Todo va bien aquí. Mi trabajo me gusta mucho, muchísimo. Nunca encuentro la hora de desconectar. Si no fuera por Gabriel, me pasaría el día entre papeleos, llamadas de teléfono y correos electrónicos. Parezco profesional y todo. Y como no tengo máquinas de vending en casa, no se me quedan los brazos atrapados dentro. Seguro que recuerdas aquello…
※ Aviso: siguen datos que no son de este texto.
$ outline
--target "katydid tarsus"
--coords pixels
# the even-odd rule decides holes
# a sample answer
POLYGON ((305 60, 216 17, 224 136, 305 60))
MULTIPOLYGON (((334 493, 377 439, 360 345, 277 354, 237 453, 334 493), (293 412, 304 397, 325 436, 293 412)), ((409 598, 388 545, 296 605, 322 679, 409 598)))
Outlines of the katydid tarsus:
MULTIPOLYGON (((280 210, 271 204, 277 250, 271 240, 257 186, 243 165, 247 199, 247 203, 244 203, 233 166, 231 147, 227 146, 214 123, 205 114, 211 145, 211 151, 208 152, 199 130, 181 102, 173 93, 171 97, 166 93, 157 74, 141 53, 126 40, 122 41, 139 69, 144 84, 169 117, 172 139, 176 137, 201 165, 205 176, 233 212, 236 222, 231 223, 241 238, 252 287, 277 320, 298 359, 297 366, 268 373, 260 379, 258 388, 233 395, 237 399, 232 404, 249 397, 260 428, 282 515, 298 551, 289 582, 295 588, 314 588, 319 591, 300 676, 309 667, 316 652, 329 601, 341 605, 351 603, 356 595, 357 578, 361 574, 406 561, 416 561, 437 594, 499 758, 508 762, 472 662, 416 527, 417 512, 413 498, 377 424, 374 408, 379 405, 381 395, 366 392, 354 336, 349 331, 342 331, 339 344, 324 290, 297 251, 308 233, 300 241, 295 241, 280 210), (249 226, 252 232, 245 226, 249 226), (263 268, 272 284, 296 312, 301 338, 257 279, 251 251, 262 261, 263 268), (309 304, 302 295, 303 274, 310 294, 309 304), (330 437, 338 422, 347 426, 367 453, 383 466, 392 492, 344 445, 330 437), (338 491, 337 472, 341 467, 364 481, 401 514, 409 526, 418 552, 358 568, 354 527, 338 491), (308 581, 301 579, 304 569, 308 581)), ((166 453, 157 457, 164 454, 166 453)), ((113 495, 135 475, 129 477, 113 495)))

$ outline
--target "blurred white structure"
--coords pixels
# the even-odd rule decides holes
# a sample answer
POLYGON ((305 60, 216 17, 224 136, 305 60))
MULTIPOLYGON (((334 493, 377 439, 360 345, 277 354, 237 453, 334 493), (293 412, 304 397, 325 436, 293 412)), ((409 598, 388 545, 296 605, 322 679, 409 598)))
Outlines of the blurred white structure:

Sobre él… Aunque Gabriel y yo no queremos estropearlo, es solo cuestión de tiempo, Álvaro. Tienes que hacer tu vida.
Espero que no sea muy duro lo de hoy, aunque no quiero pensar en ti si te vas de entierro, porque el negro siempre te sentó especialmente bien.
Y si te lo preguntas, yo tampoco me acostumbro.
Silvia
No espero a ver si Álvaro contesta. Apago el ordenador y me voy a mi habitación. Gabriel me pregunta desde abajo, a gritos, como un crío, si quiero algo de la cocina.
—¡Sí! —le contesto a gritos también—. Un crep de chocolate con plátano.
Evidentemente estoy bromeando. La última vez que Gabriel intentó algo en la cocina, Tina tuvo que pedir que nos volvieran a pintar el techo. Flambeado de Gabriel, le llamaba él. Yo lo llamé infierno, directamente.
Me quito las zapatillas y los vaqueros y cuelgo la ropa en el armario. Voy al baño y me lavo los dientes, la cara, me recojo el pelo…, ¿por qué tarda tanto Gabriel?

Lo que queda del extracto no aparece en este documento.